Habit


Think of those situations when you find yourself looking through windows at the private lives of other people. Walks through small towns or suburban neighborhoods at night or in the evenings, when the lights are on in the homes you pass but the curtains are undrawn; certain units in apartment buildings right across the way from the one you live in, where the goings on inside are as open and exposed as your own; the houses of your neighbors, whose routines become as familiar to you as the ones you are performing when you see theirs. And think of those moments when it is just fine that this is the case, when perhaps you exchange a friendly wave to the neighbor as you each wash your dishes; or the other apartment dweller smiles sheepishly but without resentment when you happen to glimpse her not quite fully dressed upon her abrupt entrance into your field of vision; or when you are in the situation of having been spotted because you were the one who neglected to pull the shades, or who didn’t care. And think about those other moments when your gaze chanced upon something in your suburban walk and lingered a little too long; or you wondered just what it was that was happening; or you envied what you saw; or the thought crossed your mind that maybe you ought to call the police.

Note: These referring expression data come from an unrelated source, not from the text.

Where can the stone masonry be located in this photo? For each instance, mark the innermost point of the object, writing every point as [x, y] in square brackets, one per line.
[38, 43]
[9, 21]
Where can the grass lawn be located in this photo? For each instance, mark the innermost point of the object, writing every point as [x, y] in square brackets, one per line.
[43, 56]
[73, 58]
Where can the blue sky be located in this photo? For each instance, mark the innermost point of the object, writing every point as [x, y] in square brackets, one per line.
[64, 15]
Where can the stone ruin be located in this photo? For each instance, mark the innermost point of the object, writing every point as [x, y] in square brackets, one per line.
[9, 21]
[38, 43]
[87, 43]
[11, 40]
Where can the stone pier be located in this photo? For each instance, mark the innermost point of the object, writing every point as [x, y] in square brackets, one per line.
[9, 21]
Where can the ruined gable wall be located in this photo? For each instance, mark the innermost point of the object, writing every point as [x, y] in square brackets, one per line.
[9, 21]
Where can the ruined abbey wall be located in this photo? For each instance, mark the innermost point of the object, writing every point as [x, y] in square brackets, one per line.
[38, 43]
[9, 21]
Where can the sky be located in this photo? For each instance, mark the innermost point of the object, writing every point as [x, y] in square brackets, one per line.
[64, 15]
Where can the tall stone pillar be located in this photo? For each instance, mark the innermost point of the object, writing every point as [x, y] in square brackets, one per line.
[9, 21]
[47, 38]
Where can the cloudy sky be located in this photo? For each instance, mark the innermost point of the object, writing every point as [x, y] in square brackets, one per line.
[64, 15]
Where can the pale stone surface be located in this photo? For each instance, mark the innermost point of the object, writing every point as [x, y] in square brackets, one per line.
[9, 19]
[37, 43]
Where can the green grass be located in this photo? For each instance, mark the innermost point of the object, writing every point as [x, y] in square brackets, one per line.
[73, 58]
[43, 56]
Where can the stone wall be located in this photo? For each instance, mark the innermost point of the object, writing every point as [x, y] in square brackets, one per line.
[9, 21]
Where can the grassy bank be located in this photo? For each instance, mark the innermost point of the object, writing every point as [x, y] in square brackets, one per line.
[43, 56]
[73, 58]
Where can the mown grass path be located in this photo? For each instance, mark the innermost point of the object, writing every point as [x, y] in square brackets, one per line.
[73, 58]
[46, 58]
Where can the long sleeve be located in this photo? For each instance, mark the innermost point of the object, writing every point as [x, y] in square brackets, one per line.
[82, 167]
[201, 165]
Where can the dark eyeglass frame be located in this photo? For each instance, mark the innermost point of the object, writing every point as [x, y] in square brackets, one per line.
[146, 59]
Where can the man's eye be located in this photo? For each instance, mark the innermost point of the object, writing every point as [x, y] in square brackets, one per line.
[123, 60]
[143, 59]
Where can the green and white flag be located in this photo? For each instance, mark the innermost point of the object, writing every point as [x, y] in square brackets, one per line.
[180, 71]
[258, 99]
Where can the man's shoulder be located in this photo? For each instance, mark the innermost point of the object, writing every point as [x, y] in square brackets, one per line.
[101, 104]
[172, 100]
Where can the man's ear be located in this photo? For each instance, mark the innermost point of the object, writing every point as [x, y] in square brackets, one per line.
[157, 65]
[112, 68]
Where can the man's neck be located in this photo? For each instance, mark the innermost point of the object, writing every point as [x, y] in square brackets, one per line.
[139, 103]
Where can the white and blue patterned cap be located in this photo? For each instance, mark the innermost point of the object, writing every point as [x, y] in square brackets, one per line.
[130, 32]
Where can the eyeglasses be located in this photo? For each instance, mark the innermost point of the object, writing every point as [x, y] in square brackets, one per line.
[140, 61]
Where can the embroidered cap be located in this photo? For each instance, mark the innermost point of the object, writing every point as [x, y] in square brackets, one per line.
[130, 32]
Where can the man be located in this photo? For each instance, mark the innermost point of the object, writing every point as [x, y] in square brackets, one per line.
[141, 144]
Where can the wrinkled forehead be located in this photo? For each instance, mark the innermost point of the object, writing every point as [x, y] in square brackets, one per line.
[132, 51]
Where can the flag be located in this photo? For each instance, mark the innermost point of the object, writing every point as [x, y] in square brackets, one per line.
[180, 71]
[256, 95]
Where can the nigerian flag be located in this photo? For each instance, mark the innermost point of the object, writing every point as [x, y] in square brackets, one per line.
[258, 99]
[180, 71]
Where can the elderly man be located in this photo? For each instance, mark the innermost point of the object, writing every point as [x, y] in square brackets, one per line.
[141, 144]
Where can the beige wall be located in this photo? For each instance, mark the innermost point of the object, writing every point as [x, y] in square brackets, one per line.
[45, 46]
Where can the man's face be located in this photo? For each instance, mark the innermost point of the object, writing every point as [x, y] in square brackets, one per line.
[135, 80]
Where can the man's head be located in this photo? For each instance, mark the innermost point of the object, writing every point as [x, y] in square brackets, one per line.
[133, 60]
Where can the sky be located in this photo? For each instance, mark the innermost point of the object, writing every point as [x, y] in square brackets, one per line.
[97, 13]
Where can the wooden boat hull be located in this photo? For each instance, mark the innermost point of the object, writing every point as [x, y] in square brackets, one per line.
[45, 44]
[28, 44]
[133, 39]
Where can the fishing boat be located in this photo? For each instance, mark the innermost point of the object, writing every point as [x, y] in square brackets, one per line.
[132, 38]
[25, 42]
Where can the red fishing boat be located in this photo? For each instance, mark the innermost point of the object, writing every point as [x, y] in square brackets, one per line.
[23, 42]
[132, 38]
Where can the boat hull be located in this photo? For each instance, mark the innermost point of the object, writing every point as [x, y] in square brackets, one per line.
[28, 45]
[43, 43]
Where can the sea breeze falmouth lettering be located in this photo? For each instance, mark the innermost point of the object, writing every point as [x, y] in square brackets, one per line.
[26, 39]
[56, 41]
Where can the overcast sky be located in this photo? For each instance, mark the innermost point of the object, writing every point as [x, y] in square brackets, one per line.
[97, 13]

Think about all that and saunter into HABIT, an art installation cum theater piece by David Levine at the Essex Street Market, in which a banal domestic drama is performed on a loop eight hours a day in the shell of an American ranch style house through whose windows one can peer and overhear. There’s a past and current vogue of theatrical experimentation that allows audiences to choose their own routes and vantage points, the Macbeth pastiche Sleep No More being a particularly well-publicized example. In HABIT, you choose when you come and go, how long you stay, which windows – if any – you look through and for how long. I went from window to window for half an hour or so, found it interesting that I was able to do so, noted such intriguing features as the culturally revealing tension between the second hand furniture that was decades old and the computers and cell phones used by the characters, observed some furtive goings on in a bedroom, found the life I was peeking in on to be exceptionally squalid and unappealing, and left thinking that the whole exercise was a rousing success.

The standard line is that the audience doesn’t “participate” in HABIT as they do in, say, Sleep No More, and it is true that we can’t enter the playing area and don’t run around wearing suggestively ghostly masks. But that we are there is clearly part of the performance. I am sure that I was glimpsed at one time by one of the actors, who by sheer coincidence entered a room I was idly observing for the ostensible purpose of changing clothes. And when I saw across the width of the living room all those faces gazing in on the sad drama I was witnessing from the other side, the image that for all the world it recalled to me was of the Eumenides watching over the household in Eliot’s Family Reunion. So go by if you are inclined (admission is free and it runs until Sunday), feel a little guilty for your voyeurism, admire the actors for their remarkable focus, and cast a benign gaze on the whole thought provoking affair.